If you are familiar with the word Alleyman, there is a good chance it is because it occurs in one of the songs featured in the 1960s musical and film about World War I, Oh, What Lovely War! The song is called I Want to go Home, and the words were written to a traditional tune at some point during the war, probably by a soldier in the trenches. It provides a particularly striking example of how readily and concertedly the slang words and distinctive coinages of the war found their way into contemporary songs:

I want to go home, I want to go home.
I don’t want to go to the trenches no more,
Where whizzbangs and shrapnel they whistle and roar.
Take me over the sea where the Alleyman can’t get at me.
Oh my, I don’t want to die, I want to go home.

And it wasn’t just songs straight from the trenches that keyed into this experience. Music hall songwriters were quick to express the same sentiments and brought the language of the war directly to theatregoers back home in Britain. The very word which the war brought to prominence to express the idea of being safe back home is at the heart of another song which has ever since been itself at the heart of popular consciousness of the war, Take me back to Dear Old Blighty. Written in 1916, the song marks the completion of the remarkable rise to prominence of Blighty. The word’s origin lies in British rule in India, as bilāyatī, a regional variant of vilāyatī, an Urdu word meaning ‘foreign’, and specifically ‘British’ or ‘European’, which remains in use in Indian English today. Kipling, for example, used the word and also used the related Belait to refer to Britain. Words naturally moved around the British Empire and one of  the principal  vehicles for this movement was the army, so it is not surprising that the first sight we get of Blighty is in a soldier’s letter home from the Boer War in 1900. In 1915, as troops from around the Empire increasingly congregated in France, this Anglo-Indian coinage was then quickly taken up to capture the idea of home as a longed-for paradise. A wound which was serious enough to necessitate a return home (but not so serious as to cause death or mutilation) became a ‘blighty’. And by 1916 everyone back home knew that Blighty was where their loved ones in Flanders dream to be, so much so that one milliner even attempted to cash in by marketing a Blighty hat! The attempt is shortlived.

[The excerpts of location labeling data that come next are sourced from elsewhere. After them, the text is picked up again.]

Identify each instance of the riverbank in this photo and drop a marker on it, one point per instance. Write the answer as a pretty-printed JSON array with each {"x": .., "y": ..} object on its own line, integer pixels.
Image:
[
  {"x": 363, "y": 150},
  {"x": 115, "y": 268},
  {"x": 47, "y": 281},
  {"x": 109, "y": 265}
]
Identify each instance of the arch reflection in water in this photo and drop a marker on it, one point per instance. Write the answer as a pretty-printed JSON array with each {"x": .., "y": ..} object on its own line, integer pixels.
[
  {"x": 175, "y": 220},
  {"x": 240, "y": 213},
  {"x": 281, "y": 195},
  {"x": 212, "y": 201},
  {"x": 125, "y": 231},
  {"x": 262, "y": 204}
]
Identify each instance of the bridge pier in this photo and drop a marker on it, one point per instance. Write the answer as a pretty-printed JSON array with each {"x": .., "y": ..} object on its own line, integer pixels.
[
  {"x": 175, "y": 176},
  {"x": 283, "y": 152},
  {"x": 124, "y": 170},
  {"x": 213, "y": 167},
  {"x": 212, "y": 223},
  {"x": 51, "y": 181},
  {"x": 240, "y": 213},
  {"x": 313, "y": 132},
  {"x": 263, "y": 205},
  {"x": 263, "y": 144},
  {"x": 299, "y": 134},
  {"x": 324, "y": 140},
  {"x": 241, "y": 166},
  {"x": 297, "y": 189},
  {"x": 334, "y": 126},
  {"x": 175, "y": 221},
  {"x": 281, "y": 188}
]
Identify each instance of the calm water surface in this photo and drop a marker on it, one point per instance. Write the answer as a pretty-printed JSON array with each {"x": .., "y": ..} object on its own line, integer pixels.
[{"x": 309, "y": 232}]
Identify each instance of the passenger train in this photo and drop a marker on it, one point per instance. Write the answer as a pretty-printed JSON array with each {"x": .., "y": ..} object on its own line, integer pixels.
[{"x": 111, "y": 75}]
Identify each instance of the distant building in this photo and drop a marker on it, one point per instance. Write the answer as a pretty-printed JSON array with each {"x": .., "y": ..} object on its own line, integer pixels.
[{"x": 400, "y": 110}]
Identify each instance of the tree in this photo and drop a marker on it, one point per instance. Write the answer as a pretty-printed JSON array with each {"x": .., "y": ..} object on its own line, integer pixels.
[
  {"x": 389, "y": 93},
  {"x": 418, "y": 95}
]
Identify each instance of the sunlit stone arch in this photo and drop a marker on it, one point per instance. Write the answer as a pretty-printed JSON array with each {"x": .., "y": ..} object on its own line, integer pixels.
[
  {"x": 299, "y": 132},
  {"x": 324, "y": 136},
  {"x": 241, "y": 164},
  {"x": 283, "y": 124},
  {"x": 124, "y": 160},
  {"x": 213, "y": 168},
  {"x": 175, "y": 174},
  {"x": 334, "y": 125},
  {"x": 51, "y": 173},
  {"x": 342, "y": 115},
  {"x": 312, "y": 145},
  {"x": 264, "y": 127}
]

This emotional link between civilians in Britain and the armed forces overseas and sense that those back home are contributing to the war effort is now commonplace and plays an especially large role in the popular image of World War II, but it is conclusively evident from the lexical record that it is during World War I that this image is first created. War effort itself is a coinage of World War I, as are rationing, home front, and propaganda film. The various Acts of Parliament that formed the Defence of the Realm Act (or DORA) set in place the legislation under which future wars would be conducted. The introduction of universal conscription meant that conscientious objectors were marked out as conchies and liable to receive the white feather. Not only the songs in the music halls, but also the development of military technology play an important role in motivating these changes, as civilian London is subject to air raids or Zeppelining which prefigure the Blitz.

Perhaps this erosion of the gap between combatant and non-combatant, this sense of shared experience of being at war and shared suffering, also contributed to the final and perhaps longest-lasting and most influential expression of the war—the words which describe the act of remembrance. Remembrance Day, Armistice Day, and (in Australia and New Zealand) Anzac Day were all introduced to commemorate the fallen and have subsequently retained that purpose for the fallen of later conflicts. Sir Edwin Lutyens’s Cenotaph in Whitehall was copied in towns and cities throughout the Commonwealth to create a network of national and local memorials. A short period of communal silence was introduced and maintained annually as an ongoing mark of respect. The Unknown Soldier was buried with full military honours in Westminster Abbey. These names, and the fact that they form part of our ordinary language nearly a century on, are a testament to the power of remembrance that World War I unleashed and also a testament to the power of words to capture, communicate, and record the shared sentiments and shared decisions which history bequeaths to future generations.